A little over 15 years ago, University of Alaska Southeast professor Jane Terzis was doodling, when she ended up drawing a character with a peculiar head shape. It was a kid, sort of, and the top of its head was flat, jutting out into two flaps, almost like horns.
"It feels primitive to me. It's funny to me," Terzis said. "I don't know where it came from, except that I love drawing and painting it. Sometimes I've been painting a head or a person, and the flaps just have to be on there."
The flaps have become a trademark of Terzis' work, and they've cropped up again in her latest solo exhibition, "The Prayer for the Protection of All Beings," opening Friday, Oct. 7, at the Alaska State Museum and running through Nov. 26.
The exhibit, 52 graphite drawings on 5-by-7-inch Strathmore paper, is Terzis' response to the ongoing War on Terror and the ease with which society labels groups as evil.

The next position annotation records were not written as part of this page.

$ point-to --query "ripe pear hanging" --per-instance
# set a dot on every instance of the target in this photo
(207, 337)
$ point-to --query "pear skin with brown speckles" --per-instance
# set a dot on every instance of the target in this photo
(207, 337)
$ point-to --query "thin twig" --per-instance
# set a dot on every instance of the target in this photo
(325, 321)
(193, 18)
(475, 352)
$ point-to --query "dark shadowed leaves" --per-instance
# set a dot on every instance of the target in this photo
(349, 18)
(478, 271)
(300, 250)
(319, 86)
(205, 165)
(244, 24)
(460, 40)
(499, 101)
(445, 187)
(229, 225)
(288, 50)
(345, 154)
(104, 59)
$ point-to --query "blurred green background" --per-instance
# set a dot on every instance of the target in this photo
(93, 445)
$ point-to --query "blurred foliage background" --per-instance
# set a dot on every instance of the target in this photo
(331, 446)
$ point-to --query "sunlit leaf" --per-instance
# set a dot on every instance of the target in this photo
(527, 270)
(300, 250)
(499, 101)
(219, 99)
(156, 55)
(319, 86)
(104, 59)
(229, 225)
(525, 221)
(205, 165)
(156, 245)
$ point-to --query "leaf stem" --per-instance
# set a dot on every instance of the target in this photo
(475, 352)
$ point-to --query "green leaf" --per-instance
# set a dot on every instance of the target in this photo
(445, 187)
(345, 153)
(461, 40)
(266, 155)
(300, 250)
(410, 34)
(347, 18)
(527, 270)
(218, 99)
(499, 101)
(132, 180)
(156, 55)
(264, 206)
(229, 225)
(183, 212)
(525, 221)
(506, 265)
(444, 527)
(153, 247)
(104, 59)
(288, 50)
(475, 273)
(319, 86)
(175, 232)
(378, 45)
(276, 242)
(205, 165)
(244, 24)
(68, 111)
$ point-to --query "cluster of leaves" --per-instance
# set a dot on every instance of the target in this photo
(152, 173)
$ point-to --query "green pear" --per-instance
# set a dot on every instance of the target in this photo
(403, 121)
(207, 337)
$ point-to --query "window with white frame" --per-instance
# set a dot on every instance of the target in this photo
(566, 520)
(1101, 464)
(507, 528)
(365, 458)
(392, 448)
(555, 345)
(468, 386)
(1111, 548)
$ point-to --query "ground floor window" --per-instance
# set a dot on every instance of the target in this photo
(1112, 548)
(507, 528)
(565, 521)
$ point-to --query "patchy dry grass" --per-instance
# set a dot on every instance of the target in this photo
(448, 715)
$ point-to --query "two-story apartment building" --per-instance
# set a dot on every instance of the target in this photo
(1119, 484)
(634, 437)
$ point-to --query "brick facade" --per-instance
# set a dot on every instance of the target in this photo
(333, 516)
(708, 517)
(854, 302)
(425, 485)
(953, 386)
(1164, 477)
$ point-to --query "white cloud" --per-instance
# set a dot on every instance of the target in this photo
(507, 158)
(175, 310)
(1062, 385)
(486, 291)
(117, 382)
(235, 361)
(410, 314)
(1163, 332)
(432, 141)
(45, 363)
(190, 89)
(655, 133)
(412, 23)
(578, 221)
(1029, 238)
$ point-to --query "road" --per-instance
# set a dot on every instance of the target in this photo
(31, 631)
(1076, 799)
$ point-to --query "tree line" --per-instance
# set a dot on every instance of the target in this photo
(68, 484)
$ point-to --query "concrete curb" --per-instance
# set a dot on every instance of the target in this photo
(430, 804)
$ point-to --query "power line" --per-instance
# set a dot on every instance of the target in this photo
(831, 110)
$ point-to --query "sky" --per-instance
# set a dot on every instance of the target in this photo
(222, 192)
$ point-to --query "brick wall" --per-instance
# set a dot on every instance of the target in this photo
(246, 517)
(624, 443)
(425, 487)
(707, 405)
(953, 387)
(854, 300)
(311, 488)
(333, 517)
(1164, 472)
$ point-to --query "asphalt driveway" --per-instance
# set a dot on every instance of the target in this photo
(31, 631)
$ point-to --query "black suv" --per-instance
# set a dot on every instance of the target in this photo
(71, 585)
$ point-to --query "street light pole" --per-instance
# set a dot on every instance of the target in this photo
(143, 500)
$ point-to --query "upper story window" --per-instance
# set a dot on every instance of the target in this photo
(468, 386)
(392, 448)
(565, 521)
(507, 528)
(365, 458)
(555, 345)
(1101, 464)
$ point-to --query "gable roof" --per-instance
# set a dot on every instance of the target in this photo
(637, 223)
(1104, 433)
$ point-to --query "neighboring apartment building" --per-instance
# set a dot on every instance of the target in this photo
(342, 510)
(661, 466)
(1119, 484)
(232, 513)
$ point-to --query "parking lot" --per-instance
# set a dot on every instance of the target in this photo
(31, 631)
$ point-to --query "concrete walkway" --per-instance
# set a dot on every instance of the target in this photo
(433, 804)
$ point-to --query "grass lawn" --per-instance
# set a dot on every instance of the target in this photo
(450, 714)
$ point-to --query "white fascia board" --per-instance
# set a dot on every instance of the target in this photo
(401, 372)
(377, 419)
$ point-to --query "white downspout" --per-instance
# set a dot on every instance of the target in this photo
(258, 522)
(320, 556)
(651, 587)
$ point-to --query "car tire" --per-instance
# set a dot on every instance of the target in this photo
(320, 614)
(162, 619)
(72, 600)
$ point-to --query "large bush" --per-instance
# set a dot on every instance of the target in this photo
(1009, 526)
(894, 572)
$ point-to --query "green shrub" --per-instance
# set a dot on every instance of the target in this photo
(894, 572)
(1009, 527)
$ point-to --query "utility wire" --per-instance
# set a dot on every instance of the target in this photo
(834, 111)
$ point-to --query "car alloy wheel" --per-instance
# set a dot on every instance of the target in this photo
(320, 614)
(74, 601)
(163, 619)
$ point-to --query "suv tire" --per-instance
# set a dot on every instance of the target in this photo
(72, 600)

Each individual piece will be subtitled, "I Have the Capacity for ...," followed by a quality - kindness, evil, generosity, etc. Terzis will blindly assign qualities to each drawing this week.
"It's really an inquiry into the nature of good and evil behavior in the form of a confession," Terzis said. "I started with qualities of evil behavior, like dishonesty, violence and rage, and then I started to go easy on myself, since these are my confessions, and I included tenderness, kindness, things like that.
"I believe that wicked behavior is a consequence of fear and some kind of mistreatment, somewhere along the line," Terzis said. "If pushed, I'm as capable of guilty behavior as anybody. And If I can acknowledge those capacities in myself, that will be help me understand those behaviors in others."
Terzis has been working on "Prayer" for the last 18 months. Two of the drawings - a girl in a pink dress on roller skates and a boy in a Superman costume - appeared at the State Museum last fall as part of the 2004 All Alaska Juried Show.
Terzis began exploring the nature of behavior almost 12 years ago, when one of her head-flap paintings created a stir at the old Portfolio Arts gallery. A tourist complained that the figure resembled Satan. The work was soon removed.
"That wasn't what I intended," Terzis said. "I grew up Catholic, so the use of Satan was frightening to me and very real to me. I was aware that fooling around with a person's head shape might bring something up with people, but I wasn't expecting such a strong, negative, angry reaction."
Terzis started an inquiry into the origin of Satan and discovered "The Origin of Satan," a book by theologist Elaine Pagels.
"Her conclusion was that Satan is a construct we use to assign blame for when things go badly, and that we tend to use that as something to scare us into behaving appropriately," Terzis said. "Part of my inquiry was into the nature of evil behavior or wicked behavior and what has to happen in somebody's life in order for them to behave a certain way."
The idea behind "Prayer" came into focus after Sept. 11, 2001, when Terzis, like many, found herself prone to anxiety, rage, fear, paranoia, dishonesty, generosity, compassion, etc. At the time, she was struggling to finish "The Town is Changing," a series of oil portraits based on blurred photos of strangers.
"Like pretty much everybody, I found it really difficult to go back to work," Terzis said. "Everything changed for me, and I knew that my next body of work would be different.
The characters in the drawings - men, women, adults, children, even a dog - are captured in universal situations. Three children look off a porch toward the horizon. A man is arrested and hauled away by police.
"Some are based on photographs of myself as a kid or my husband as a kid, or my brothers or friends," Terzis said. "Some are of toys that I have, and some are just made up."
"I would just start drawing," she said. "Sometimes I would write down ideas and see what they turned into. They're different people in different situations, but they're all based on the same face. My confession is that they're self portraits. Because I have all these capacities and so does everyone else."
The drawings are all graphite on Strathmore paper and about 5-by-7-inches.
An altar under each drawing will hold bars of used bath soap donated anonymously by politicians, priests, felons, lawyers, police officers, celebrities and students. The soaps will be randomly assigned to the drawings and are meant to symbolize purification and self-cleansing.
"I just asked people for the soaps," Terzis said. "Some of them I didn't know; I got their name from somebody else. I knew somebody who worked with a parole officer in prison and made a connection that way. Some just showed up in my faculty mailbox or under my studio door in a Ziploc bag. Nobody said no, and that's what surprised me, how interested they were in collaborating with art."